Это поклонение мнению общества меня раздражало хуже всего. И война продолжалась. Я начала все дома менять, готовить разные блюда. Она начала готовить то же самое на следующий день, чтобы показать, что у нее круче. Я убиралась, она убиралась, я ныла мужу, она ныла моему мужу. Но я побеждала.
А потом я так устала. Посмотрела на своего мужа и увидела, что он тоже устал. Ему было тяжело разрываться. Если бы я надавила еще, он выбрал бы меня, но ведь это его мать. И я, наглая неказашка, всеми методами лишаю его самого святого, что есть у человека в жизни. Он ее ненавидел из-за меня. Я представила, каково было бы мне, если бы меня заставили так выбирать.
И тут я вспомнила, с чего все началось: мой муж хвалил меня с первых дней. Свекровь, конечно же, ревновала сына. И я поменяла тактику - решила идти на мировую. Начала вечерами сидеть с ней и расспрашивать о ее молодости, о их семье. Каждый раз, когда я что-то делала, я спрашивала у нее, как сделать правильнее. Она не хотела готовой келинки, она хотела всему учить сама. Я встала на позицию ученика и каждый день брала у нее мастер-классы. Я начала говорить на ее любимые темы: что как готовить, и что с чем надо есть (раньше я считала это глупостью – говорила только о бизнесе и политике). Если что-то умела, скрывала и давала ей себя учить. Согласилась на материалы в сундуке и стала слушать о том, как журт не истеп жатыр, мило улыбалась, когда она мне говорила: анау келин сиякты мына жерден койлек ал, анау сиякты мына жерге барып осындай дари иш.

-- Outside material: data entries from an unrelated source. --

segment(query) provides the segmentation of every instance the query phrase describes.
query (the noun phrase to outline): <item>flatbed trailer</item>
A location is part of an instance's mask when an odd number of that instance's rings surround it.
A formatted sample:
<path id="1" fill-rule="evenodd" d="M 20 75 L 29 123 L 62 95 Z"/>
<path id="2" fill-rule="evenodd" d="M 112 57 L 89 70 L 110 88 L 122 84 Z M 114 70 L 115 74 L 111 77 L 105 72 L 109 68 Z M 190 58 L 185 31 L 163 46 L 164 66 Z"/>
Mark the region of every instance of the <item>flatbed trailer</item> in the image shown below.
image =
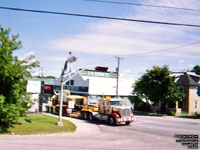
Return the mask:
<path id="1" fill-rule="evenodd" d="M 88 104 L 84 96 L 71 95 L 70 91 L 64 90 L 63 112 L 65 116 L 83 118 L 85 120 L 104 120 L 110 125 L 125 123 L 129 125 L 135 120 L 131 107 L 120 98 L 101 98 L 97 105 Z M 47 105 L 54 114 L 59 114 L 59 94 L 52 97 L 52 105 Z M 69 108 L 69 102 L 73 102 L 73 108 Z"/>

Жизнь переменилась. Счастливы все – я, она и ее сын/мой муж. Теперь она обо мне заботится, кормит меня, и где бы мы ни находились, она меня защищает и всегда говорит обо мне хорошие вещи. Я знаю, что раньше она ненавидела мою национальность, а сейчас - стоит кому-то из родственников хоть как-то на это намекнуть, моя свекровь знает, кого и как заткнуть. Так что быть келин – сплошной кайф. Нужно понимать, что ты молодой, и тебе легче менять взгляды, а старикам это дается сложнее. Но у моей енешки получается. Теперь она сама говорит: сол журттын не истеп жургенин кайтемиз, одан да озимиз бирдеме истейик, журтка карамай.